As the law of Moore decelerates CPUs, committed graphics co-processors are capturing some of the slack. Just like GPUs are altering the game in intense learning and autonomous cars, the desktop PC powered with GPU might even instigate to maintain the pace with the traditional supercomputer for a part of supercomputer applications.
For example, a team of scientists from Russia is reporting this month that they have been successful to solve computational issues in nuclear physics with the use of an off-the-shelf, powerful PC incorporating a GPU. According to them, after fine-tuning the algorithms for GPUs, it was possible for them to run their calculations much swifter than the conventional, CPU-powered supercomputers that were used by others.
“I have no queries regarding that many other researchers across the globe could reach to similar results in their domains like seismology, geophysics, medical diagnostics, and more,” says Vladimir Kukulin, professor of theoretical physics at Lomonosov Moscow State University. “But only by linking two main ingredients – Reformulation of the entire issue and then by inventing some effectual method on how to parallelize the entire execution in multiples of even millions of free threads,” says Vladimir.
The major issue that the Kukulin’s team was encountering involved the wide calculations required to brief scattering problems in their domain – like when a single nucleon collides with a particle or any other nucleon generates a spray of particles and results in daughter nuclei. Such nuclear numerous-body trouble, Kukulin says, could need calculations involving matrices comprising millions of particles.

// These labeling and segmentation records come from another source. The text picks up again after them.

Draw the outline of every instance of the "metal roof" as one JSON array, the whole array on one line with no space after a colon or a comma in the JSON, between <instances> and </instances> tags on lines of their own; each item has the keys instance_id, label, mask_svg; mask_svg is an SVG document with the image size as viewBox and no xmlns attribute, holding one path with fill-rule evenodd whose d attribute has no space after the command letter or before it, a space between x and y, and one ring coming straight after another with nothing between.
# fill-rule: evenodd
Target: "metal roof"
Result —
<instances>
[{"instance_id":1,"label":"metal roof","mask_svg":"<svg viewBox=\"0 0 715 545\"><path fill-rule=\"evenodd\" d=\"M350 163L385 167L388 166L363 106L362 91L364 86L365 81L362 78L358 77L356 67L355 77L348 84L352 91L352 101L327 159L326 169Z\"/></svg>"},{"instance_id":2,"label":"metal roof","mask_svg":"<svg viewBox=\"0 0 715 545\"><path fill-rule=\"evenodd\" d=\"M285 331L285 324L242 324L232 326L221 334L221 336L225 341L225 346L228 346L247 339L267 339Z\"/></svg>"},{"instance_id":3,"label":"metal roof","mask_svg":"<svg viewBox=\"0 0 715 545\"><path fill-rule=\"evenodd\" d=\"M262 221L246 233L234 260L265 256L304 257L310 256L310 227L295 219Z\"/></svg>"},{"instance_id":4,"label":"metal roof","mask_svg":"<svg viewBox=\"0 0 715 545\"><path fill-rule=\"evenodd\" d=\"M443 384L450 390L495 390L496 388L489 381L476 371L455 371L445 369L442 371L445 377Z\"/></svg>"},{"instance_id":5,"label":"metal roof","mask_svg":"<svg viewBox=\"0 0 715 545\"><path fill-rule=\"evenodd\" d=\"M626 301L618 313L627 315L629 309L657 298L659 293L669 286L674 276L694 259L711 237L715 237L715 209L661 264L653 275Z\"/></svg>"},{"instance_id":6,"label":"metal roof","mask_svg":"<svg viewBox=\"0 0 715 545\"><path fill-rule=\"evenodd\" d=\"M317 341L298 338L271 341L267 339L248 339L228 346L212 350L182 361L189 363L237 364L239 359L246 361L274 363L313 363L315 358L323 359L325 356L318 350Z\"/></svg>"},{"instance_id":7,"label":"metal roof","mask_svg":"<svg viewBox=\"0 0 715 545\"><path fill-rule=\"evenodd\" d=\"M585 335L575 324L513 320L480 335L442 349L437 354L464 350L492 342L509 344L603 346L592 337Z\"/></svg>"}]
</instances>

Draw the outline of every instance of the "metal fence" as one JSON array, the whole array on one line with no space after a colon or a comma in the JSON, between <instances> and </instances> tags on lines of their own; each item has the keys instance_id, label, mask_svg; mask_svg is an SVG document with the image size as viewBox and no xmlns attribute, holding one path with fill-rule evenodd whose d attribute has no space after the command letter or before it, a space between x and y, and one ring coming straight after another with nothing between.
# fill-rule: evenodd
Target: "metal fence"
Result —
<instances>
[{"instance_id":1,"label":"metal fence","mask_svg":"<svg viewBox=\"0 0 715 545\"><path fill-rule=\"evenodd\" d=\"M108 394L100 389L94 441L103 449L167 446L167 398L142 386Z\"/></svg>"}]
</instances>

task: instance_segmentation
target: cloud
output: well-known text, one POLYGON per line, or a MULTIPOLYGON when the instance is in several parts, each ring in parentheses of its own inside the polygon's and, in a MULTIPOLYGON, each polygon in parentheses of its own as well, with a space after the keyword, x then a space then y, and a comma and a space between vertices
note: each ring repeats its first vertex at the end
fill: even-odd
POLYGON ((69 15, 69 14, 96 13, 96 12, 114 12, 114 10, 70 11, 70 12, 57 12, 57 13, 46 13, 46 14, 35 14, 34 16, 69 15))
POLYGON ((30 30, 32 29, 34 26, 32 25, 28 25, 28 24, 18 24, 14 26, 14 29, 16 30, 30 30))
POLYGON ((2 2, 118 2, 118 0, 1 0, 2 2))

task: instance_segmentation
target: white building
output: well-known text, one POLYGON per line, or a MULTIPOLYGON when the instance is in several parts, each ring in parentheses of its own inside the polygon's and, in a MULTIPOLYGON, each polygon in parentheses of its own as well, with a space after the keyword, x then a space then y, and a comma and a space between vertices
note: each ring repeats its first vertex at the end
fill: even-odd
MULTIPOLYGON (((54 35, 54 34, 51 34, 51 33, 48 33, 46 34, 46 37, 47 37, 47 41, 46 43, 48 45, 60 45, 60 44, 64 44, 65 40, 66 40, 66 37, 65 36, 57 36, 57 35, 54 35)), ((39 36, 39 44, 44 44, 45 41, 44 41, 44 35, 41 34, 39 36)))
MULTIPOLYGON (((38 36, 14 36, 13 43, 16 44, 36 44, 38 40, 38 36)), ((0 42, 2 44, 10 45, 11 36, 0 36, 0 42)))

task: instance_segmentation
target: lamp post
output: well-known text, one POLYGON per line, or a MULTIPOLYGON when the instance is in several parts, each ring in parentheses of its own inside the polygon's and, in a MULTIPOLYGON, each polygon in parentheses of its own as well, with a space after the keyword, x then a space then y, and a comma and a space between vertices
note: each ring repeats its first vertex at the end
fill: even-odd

Matrix Algebra with many moving parts can impasse a supercomputer. But, according to Kukulin, his team realized too, that calculations with huge matrices could intend independent threads of instructions to perform in parallel with numerous other similar threads. The parallelizability of his team’s nuclear calculations, in other terms, implies that it was a prime candidate for operating effectively on a GPU.
The GPU, basically introduced to handle matrix-bulky calculations required to generate real-time graphics, is discovering unexpected applications in some domains today, including molecular modelling, Bitcoin mining, and other similar applications. Kukulin says that the list of computational movements that the GPU can manage is a list that now contains nuclear physics, will only expand.
As a whole, he confirms that such problems that could borrow themselves to GPU supercomputing on the cost-effective are those who individual materials are not interlinked with each other. It is because interdependence implies that individual elements would have to pass through a regular logic passage, checking for each and every element’s current influence on other elements involved in the calculation.
“You must write your issues into a form that enables you to collectively parallelize,” he says. “It is essential to avoid by some means any conditional.”
According to Kukulin, 3D ultrasound imaging, a computer-based medical diagnostic division could be more extensively embraces if medical units require only a couple of thousand dollars for a desktop PC as against to numerous thousands of dollars for simple access to supercomputers. In the end, the troubles fit for speeding up the GPU need not only programming but also efficiency in the domain of application to figure out the precise way to such issues.